2.      Diagnosis Keperawatan
       Diagnosis Keperawatan menurut Suriadi (2000:276) adalah:
a.       Tidak efektif bersihan berhubungan dengan meningkatnya sekresi atau produksi  mucus.
b.      Risiko injury berhubungan dengan aktivitas kejang.
c.       Risiko aspirasi berhubungan dengan meningkatnya sekresi, kesukaran menelan, dan spasme otot laring.
d.      Perubahan nutrisi kurang dari kebutuhan tubuh berhubungan dengan kesukaran menelan dan membuka mulut dan adanya aktivitas kejang.
3.      Perencanaan
       Perencanaan untuk penderita Tetanus menurut Suriadi (2000:278) adalah:
a.   Untuk diagnosis I :
-          Bagi status pernapasan setiap 2-4 jam sesuai anjuran.
-          Lakukan pengisapan lendir dengan hati-hati dan pasti.
-          Gunakan sudip lidah saat kejang.      
-          Miringkan ke samping u/drainage.
-          Pemberian O2 sesuai program.
-          Pemberian sedative sesuai program.
-          Pertahankan kepatenan jalan napas dan bersihkan mulut.
 b.  Untuk diagnosis II:
-          Pasang pengaman TT dan tempatkan pada pengalas yang lembut.
-          Hindarkan kepada hal-hal yang dapat merangsang kejang seperti suara, sinar yang terang dan sentuhan-sentuhan.
-          Harus di tempatkan pada ruangan khusus.
-          Hindari benda-benda yang membahayakan.
-          Pasang sudip lidah bila kejang.
-          Beri anti kejang dan antibiotik sesuai program.
c.   Untuk diagnosis III:
-          Kasih status pernapasan.
-          Pemberian O2 sesuai program.
-          Miringkan ke samping untuk drainage.
-          Pertahankan kepatenan jalan napas dan bersihkan mulut.
d.   Untuk diagnosis IV:
-          Pertahankan NGT untuk intake makanan.
-          Kaji bising usus bila perlu dan hati-hati karena sentuhan dapat merangsang kejang.
-          Beri nutrisi yang tinggi kalori protein.
-          Beri nutrisi perparenteral sesuai program dan timbang berat badan  sesuai protokol.
e.   Untuk diagnosis V:
-   Jelaskan tentang hal-hal yang dapat merangsang kejang seperti suara, sentuhan, sinar yang sangat terang. 
-          Jelaskan agar lingkungan tetap tenang.
-          Jelaskan perawatan yang perlu dilakukan oleh orang ke 4 memenuhi kebutuhan sehari-hari anak.
-          Jelaskan tentang penanganan kejang untuk menghindari injury seperti pasang sudip lidah, mungkin kepala ke samping, untuk drainage.
4.      Evaluasi
       Evaluasi untuk penderitan Tetanus menurut Suriadi (2000:280) adalah:
a.

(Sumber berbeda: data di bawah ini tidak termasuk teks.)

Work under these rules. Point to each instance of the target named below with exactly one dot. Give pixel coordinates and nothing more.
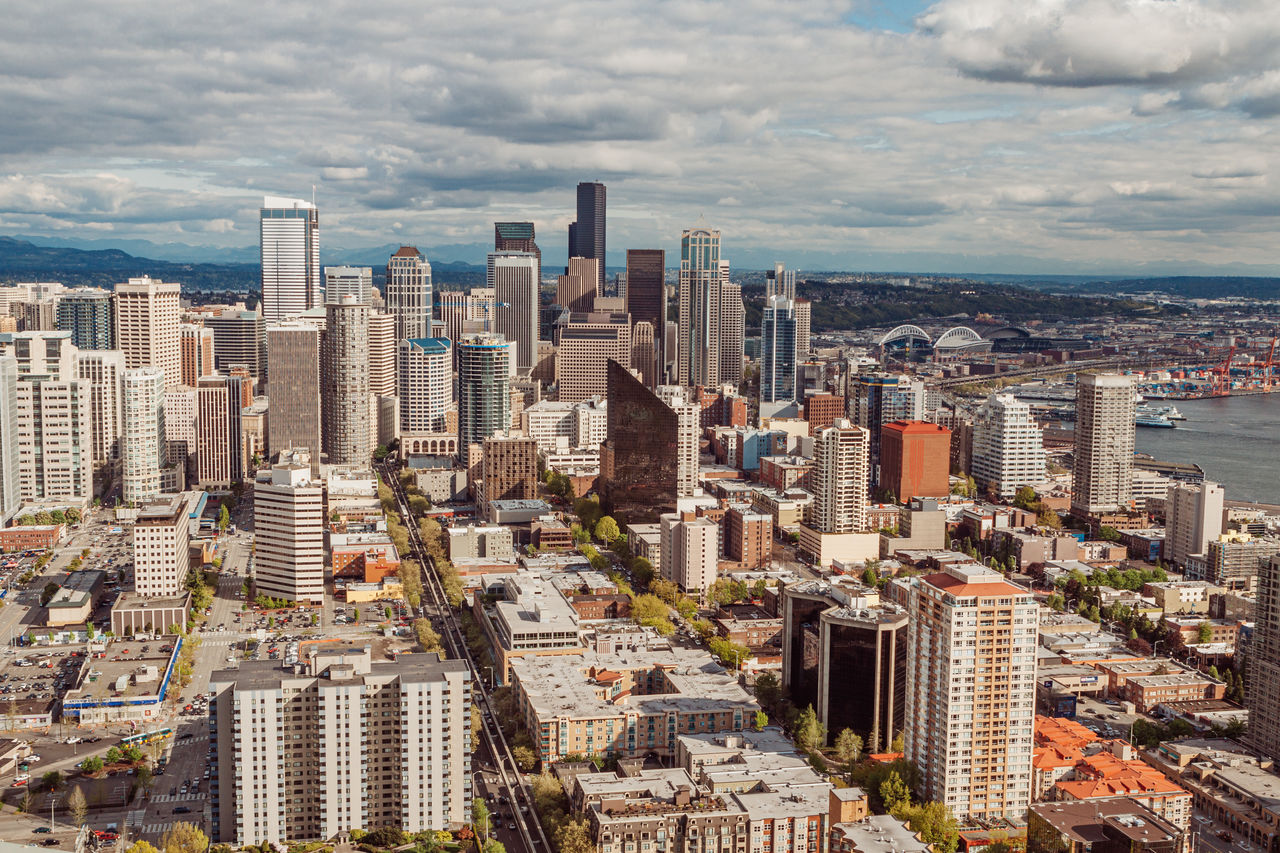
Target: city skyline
(946, 136)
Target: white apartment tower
(972, 690)
(513, 278)
(289, 245)
(841, 477)
(288, 533)
(144, 446)
(161, 547)
(1102, 470)
(1008, 446)
(374, 744)
(147, 315)
(1193, 518)
(408, 293)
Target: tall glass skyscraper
(289, 241)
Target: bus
(146, 737)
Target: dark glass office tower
(586, 235)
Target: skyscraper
(288, 534)
(88, 314)
(346, 428)
(699, 347)
(1008, 446)
(972, 690)
(289, 242)
(517, 237)
(295, 388)
(586, 235)
(840, 478)
(408, 293)
(1102, 469)
(513, 278)
(147, 315)
(777, 351)
(484, 388)
(348, 281)
(144, 434)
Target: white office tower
(104, 372)
(699, 311)
(513, 278)
(356, 282)
(144, 450)
(1102, 470)
(425, 384)
(10, 482)
(1193, 518)
(147, 315)
(289, 242)
(55, 432)
(408, 293)
(689, 552)
(841, 475)
(484, 388)
(688, 432)
(347, 430)
(288, 533)
(383, 743)
(1008, 446)
(972, 692)
(161, 547)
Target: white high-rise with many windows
(144, 434)
(1008, 446)
(289, 243)
(970, 699)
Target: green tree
(894, 793)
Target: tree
(895, 793)
(77, 806)
(809, 731)
(183, 838)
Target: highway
(504, 771)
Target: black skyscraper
(586, 235)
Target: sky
(1005, 136)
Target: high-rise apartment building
(970, 699)
(777, 351)
(288, 533)
(576, 290)
(408, 293)
(147, 315)
(88, 314)
(144, 445)
(840, 478)
(513, 278)
(425, 384)
(517, 237)
(484, 388)
(293, 350)
(1008, 447)
(339, 742)
(586, 235)
(699, 314)
(289, 243)
(356, 282)
(161, 547)
(346, 425)
(1193, 518)
(1102, 468)
(196, 345)
(689, 551)
(585, 343)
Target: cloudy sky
(960, 135)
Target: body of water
(1234, 439)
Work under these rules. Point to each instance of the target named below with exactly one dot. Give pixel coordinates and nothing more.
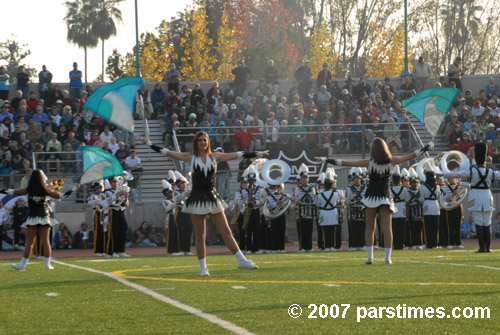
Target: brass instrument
(57, 184)
(454, 161)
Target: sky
(40, 25)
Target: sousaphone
(453, 161)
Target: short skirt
(204, 202)
(377, 201)
(39, 220)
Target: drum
(415, 212)
(356, 212)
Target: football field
(422, 292)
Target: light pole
(406, 70)
(137, 53)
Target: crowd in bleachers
(53, 124)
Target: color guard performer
(183, 220)
(481, 202)
(305, 199)
(414, 212)
(117, 202)
(95, 201)
(356, 211)
(430, 194)
(399, 217)
(170, 206)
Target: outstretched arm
(341, 162)
(181, 156)
(223, 157)
(419, 152)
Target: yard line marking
(209, 317)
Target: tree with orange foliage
(385, 56)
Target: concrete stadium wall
(476, 83)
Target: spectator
(303, 75)
(34, 131)
(421, 74)
(122, 153)
(69, 159)
(44, 82)
(241, 77)
(491, 88)
(455, 137)
(54, 146)
(158, 97)
(172, 78)
(4, 83)
(75, 82)
(455, 72)
(7, 125)
(84, 237)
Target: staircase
(155, 165)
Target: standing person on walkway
(204, 199)
(39, 220)
(378, 198)
(75, 83)
(481, 202)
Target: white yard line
(209, 317)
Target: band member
(453, 216)
(378, 198)
(183, 220)
(444, 231)
(430, 194)
(481, 202)
(278, 224)
(398, 218)
(305, 199)
(238, 213)
(356, 211)
(39, 220)
(414, 212)
(117, 202)
(170, 206)
(204, 199)
(99, 234)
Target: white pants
(482, 218)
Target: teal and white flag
(430, 106)
(98, 164)
(115, 102)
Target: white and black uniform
(429, 197)
(183, 221)
(204, 198)
(399, 217)
(329, 204)
(307, 213)
(278, 224)
(357, 216)
(378, 191)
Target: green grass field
(71, 300)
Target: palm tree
(78, 19)
(103, 21)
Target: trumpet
(57, 184)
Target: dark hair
(380, 151)
(36, 186)
(195, 143)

Evaluasi untuk Diagnosis I tidak efektif berhubungan dengan meningkatnya sekresi atau produksi mucus.
-          Kepatenan jalan napas dan bersihan mulut terjaga.
-          Sekresi dapat dikeluarkan dengan pengisapan lendir secara hati-hati dan  pasti dan posisi yang tepat.
-          Pola pernapasan kembali normal.
b.  Evaluasi untuk Diagnosis II resiko injury berhubungan dengan aktivitas kejang.
-          Tidak terdapatnya injury setelah aktivitas kejang.
-          Pasien ditempatkan di tempat khusus dan dihindarkan dari benda-  benda yang membahayakan.
-          Pasien dihindarkan pada hal-hal yang dapat merangsang kejang.
c.       Untuk Diagnosis III resiko berhubungan dengan meningkatnya sekresi, kesukaran menelan dan spasme otot laring.
-          Pola pernapasan dalam batas normal.
-          Sekresi dapat dikeluarkan dengan cara pengisapan lendir secara hati-    hati dan pasti.
d.      Untuk Diagnosis IV perubahan nutrisi kurang dari kebutuhan tubuh berhubungan dengan kesukaran menelan dan membuka mulut dengan adanya aktivitas kejang.
-          Pasien menerima nutrisi adekuat untuk tubuh sesuai kebutuhan.
-          Pasien dapat makan secara langsung tidak melalui selang.
 e. Untuk Diagnosis V kurangnya pengetahuan berhubungan dengan penatalaksanaan gangguan kejang.
-          Keluarga mengerti tentang proses penyakit dan hal-hal yang dapat     merangsangnya.
-          Keluarga dapat memenuhi kebutuhan sehari-hari anak.